— И к какой же категории относится Орден Заа?

— Эта изысканная маленькая классификация скучна и бессмысленна.

— Тогда, возможно, вы мне объясните, почему и каким образом такая умная женщина связалась вдруг с Мономантиками.

— Факты есть факты, на так ли? — холодно усмехнулся Флорест, — События выглядят так, как они происходят на самом деле, и этого вполне достаточно для заключенного.

— А как драматурга вас совершенно не интересуют мотивации поступков?

— Только как драматурга. Страсти, симпатии… этими понятиями неуверенные в себе людишки хотят рационализировать свою грязную перепуганную вселенную.

— Интересная мысль.

— Может быть. Я сказал все, что хотел и теперь ты можешь идти.

Глауен сделал вид, что не расслышал последней фразы.

— Время вполне подходяще, чтобы пропустить стаканчик вина. Полагаю, что вы тоже не откажитесь от этого, все же мы с вами оба обладаем хорошим вкусом.

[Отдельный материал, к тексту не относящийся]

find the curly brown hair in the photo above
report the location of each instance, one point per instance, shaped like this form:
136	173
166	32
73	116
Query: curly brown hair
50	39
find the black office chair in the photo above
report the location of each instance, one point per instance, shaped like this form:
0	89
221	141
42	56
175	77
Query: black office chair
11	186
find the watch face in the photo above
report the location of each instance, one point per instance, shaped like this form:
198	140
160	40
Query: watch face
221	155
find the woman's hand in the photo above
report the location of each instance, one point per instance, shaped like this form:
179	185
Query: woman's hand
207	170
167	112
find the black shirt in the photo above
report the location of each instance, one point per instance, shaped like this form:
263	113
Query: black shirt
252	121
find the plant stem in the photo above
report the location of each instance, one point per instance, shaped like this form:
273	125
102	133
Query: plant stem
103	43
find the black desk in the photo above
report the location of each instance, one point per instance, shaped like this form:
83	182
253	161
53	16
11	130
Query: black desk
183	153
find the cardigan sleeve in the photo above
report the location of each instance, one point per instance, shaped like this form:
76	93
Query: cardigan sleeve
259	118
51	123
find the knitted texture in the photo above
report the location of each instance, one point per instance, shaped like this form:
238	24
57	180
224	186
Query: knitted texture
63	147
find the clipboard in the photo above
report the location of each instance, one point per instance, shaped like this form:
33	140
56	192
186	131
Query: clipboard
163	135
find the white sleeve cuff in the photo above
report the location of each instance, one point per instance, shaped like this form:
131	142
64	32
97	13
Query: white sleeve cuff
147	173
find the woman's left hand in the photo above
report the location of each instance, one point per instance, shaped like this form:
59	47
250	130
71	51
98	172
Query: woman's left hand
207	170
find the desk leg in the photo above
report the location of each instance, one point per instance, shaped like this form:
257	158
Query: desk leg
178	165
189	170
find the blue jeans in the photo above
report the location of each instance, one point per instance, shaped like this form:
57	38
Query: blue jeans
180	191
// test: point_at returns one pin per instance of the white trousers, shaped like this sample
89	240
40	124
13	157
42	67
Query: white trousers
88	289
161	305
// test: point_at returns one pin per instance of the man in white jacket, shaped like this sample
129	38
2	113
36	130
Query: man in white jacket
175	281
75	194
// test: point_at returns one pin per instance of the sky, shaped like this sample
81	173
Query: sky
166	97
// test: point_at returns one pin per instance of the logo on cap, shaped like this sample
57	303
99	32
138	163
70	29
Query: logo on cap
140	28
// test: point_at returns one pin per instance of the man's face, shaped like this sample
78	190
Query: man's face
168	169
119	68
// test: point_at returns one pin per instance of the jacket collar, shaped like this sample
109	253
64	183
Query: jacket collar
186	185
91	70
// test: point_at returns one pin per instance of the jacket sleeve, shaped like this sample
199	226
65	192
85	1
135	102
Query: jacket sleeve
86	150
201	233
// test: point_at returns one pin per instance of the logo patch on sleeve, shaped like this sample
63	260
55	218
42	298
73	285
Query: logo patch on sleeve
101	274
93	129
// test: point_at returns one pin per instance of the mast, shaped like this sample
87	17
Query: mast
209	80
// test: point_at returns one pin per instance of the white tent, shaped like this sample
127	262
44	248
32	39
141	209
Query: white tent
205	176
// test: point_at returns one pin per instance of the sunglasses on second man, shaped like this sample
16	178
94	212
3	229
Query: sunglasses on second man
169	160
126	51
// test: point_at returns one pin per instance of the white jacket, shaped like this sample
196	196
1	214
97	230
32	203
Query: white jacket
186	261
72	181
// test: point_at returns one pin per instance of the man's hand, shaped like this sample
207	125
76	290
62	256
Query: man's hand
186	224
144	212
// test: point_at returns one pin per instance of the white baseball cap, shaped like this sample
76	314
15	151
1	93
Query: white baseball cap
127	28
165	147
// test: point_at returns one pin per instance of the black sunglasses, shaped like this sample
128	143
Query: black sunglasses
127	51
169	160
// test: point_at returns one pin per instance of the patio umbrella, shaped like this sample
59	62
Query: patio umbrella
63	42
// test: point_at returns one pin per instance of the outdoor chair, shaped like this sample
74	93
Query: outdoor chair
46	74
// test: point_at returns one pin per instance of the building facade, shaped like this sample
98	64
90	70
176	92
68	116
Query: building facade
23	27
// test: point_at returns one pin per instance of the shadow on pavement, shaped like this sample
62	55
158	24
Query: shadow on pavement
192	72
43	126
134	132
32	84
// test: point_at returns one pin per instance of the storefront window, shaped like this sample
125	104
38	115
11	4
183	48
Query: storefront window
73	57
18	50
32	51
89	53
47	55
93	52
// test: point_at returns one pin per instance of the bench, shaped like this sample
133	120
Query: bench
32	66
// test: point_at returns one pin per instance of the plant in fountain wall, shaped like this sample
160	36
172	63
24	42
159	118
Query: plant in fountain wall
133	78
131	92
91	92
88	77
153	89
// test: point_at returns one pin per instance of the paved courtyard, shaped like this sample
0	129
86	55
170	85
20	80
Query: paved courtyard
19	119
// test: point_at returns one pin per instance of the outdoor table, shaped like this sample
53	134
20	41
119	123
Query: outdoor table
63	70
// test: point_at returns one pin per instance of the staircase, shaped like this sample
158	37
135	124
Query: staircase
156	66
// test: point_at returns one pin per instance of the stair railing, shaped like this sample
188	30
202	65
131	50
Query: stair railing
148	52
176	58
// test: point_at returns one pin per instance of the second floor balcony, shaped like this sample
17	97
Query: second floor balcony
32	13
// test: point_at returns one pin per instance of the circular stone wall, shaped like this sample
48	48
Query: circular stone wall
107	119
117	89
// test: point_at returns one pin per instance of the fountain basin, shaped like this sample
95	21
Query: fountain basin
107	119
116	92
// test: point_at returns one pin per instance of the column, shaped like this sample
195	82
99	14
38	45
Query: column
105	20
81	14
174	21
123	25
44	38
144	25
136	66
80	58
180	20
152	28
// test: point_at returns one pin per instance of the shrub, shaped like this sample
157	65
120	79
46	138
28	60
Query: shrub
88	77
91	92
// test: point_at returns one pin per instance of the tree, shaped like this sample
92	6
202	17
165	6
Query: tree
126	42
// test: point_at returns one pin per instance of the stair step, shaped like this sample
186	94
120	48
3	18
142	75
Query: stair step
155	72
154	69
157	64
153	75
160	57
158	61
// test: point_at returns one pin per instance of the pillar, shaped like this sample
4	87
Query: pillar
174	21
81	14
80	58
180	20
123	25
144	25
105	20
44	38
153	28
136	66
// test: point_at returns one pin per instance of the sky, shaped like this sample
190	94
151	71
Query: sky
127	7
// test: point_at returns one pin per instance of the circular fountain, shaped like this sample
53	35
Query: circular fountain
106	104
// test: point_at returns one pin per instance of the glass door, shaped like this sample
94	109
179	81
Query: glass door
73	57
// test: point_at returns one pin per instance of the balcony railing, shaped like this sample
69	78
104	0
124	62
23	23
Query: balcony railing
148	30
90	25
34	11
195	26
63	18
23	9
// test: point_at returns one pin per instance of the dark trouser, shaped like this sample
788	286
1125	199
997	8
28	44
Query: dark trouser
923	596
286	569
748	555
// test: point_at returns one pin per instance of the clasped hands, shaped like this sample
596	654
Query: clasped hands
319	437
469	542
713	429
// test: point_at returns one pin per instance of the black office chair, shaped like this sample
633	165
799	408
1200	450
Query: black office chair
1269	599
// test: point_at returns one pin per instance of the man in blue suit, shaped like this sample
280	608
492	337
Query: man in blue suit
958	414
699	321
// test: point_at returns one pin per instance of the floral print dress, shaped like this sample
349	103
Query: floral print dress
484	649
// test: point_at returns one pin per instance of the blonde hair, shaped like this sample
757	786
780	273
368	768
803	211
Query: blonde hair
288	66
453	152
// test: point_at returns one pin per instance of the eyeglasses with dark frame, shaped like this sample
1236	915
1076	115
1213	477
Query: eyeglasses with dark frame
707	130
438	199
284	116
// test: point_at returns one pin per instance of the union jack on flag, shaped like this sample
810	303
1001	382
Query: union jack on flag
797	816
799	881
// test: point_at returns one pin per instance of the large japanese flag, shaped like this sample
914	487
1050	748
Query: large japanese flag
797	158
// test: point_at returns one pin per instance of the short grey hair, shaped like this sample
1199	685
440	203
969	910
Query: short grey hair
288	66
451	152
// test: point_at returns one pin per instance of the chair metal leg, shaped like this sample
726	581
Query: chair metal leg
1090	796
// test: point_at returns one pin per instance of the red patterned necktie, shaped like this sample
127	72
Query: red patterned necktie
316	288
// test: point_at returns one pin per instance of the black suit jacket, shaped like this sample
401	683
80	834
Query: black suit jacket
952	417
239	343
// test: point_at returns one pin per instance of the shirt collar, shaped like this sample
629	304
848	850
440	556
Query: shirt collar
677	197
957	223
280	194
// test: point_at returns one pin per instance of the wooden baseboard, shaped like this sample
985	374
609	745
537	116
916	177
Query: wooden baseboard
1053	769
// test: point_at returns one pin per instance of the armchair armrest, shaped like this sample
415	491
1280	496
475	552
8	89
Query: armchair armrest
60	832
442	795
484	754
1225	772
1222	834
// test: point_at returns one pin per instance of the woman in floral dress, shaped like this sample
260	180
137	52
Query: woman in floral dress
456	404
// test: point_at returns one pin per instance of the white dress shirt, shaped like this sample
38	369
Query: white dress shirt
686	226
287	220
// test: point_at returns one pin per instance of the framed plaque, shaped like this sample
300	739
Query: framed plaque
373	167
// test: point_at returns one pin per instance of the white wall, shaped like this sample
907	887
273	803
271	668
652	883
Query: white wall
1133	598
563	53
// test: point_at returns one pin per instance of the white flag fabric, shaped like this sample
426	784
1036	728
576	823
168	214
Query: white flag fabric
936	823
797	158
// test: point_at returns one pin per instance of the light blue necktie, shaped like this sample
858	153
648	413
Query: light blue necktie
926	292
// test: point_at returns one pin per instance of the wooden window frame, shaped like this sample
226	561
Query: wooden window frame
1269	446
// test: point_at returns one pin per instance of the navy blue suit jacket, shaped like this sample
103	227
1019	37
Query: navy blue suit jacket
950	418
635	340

— И ты надеешься добиться моего расположения такой дешевой тактикой? — высокомерно посмотрел на Глауена Флорест, — Я не хочу твоего вина ни утром, ни вечером.

— Я ожидал, что вы займете такую позицию, — кивнул Глауен, — Поэтому и не взял с собой вина.

— Ба! — проворчал Флорест, — Прекрати этот бессмысленный и занудный лепет. Ты меня что, не слышал? Я разрешил тебе удалится.

— Как хотите. Но я не сказал вам еще главную новость!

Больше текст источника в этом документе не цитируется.